Jail Commander Jason Kowalski said he couldn't comment on Lederer's health care because it would violate medical privacy, but he agreed to generally speak about the issue. He denied withholding medical care from any inmate. 

"Our inmates with significant medical issues are seen appropriately by medical staff," Kowalski said. "It may not be the resolution the inmate wants or feels is adequate for that situation, but we don't leave major medical issues hanging with nothing going on with them."

"Sometimes it just comes down to an inmate disagrees with the treatment they are receiving," Johnson added. "So we have to weigh the inmate's opinion of the treatment to a nurse practitioner's opinion of what is necessary." 

The jail contracts with Correctional Health Partners to provide inmates with one part-time nurse practitioner and two full-time nurses. CHP declined to be interviewed for this story.

However, Theresa Williams, the jail's lone mental health provider, did agree to an interview.  

"What I've seen is a lot of people, prior to coming to jail, have been coping and self-medicating with substances, and so that initially coming to jail is ... it's a shock," Williams said. "So I think that contributes to someone's ability to cope and see the bigger picture. Right now, they are hyper-focused on 'I'm not getting this needed med right now.' " 

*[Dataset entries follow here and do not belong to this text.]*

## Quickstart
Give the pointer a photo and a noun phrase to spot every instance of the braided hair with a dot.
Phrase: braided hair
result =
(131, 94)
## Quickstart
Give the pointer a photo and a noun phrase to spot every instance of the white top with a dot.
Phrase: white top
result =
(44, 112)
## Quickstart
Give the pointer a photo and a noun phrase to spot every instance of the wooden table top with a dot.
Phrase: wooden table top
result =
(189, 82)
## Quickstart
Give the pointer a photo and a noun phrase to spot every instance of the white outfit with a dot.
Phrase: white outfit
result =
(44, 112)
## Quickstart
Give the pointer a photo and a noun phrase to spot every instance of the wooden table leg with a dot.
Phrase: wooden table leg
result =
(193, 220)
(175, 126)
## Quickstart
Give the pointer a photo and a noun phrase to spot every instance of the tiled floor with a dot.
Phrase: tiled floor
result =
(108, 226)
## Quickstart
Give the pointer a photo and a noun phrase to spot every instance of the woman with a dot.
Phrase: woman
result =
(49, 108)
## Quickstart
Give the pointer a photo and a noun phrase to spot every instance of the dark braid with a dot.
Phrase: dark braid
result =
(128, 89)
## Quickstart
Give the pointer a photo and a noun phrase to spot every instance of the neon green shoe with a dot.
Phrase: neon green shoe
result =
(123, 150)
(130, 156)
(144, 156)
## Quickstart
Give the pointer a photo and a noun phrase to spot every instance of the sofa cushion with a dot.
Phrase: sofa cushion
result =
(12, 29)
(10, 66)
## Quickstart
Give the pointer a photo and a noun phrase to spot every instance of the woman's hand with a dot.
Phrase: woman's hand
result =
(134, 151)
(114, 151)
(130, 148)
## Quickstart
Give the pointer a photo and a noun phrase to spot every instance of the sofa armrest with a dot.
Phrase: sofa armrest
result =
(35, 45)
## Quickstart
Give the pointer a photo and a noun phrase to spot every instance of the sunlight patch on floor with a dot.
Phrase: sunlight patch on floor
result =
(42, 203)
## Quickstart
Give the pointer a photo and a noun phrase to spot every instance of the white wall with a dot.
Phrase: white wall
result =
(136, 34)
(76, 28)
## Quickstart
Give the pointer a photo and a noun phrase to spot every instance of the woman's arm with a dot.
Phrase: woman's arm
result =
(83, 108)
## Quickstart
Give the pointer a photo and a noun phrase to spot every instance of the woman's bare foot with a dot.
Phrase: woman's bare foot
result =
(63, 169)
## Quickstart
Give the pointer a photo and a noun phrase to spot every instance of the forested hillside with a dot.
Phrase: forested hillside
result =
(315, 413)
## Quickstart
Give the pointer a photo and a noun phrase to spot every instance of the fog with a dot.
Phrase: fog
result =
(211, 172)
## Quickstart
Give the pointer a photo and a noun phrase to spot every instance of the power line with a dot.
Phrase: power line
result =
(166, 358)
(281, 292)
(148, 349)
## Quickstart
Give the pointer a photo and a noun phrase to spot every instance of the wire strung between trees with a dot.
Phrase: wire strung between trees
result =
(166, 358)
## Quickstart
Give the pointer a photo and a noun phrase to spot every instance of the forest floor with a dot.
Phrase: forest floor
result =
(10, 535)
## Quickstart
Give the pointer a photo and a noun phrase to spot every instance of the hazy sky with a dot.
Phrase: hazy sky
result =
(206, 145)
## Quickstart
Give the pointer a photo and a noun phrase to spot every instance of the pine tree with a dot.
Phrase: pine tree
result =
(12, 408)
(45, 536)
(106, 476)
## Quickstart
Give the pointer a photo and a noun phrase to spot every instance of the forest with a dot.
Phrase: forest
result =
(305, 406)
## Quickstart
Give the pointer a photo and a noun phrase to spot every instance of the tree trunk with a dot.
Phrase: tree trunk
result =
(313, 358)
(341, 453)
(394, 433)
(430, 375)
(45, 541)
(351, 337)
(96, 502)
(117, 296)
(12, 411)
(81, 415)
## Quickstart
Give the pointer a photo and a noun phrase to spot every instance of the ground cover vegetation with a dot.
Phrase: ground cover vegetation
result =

Williams said she finds working with inmates rejuvenating and their stories, "humbling."

She said she's not overworked, but by the second week in March she had already met with 55 inmates in one-on-one counseling and in group sessions.

Kowalski said he and the undersheriff are looking for ways to fund another mental health provider at the jail. 

"We are proactive in this setting, but we are also looking at ways we can be proactive in the community," Williams said. "How do we prevent people from coming to jail, and help them access the support they need on the outside?" 

"We don't want them to come to jail," she added.

She said part of her job is collaborating with the Poverello Center and Missoula County Co-occurring court, the Crisis Intervention Team and law enforcement to help people before they come to jail. 

"We get the spotlight on us, but really we need to shine the spotlight back on the community, and what can the community do to prevent this," Williams said.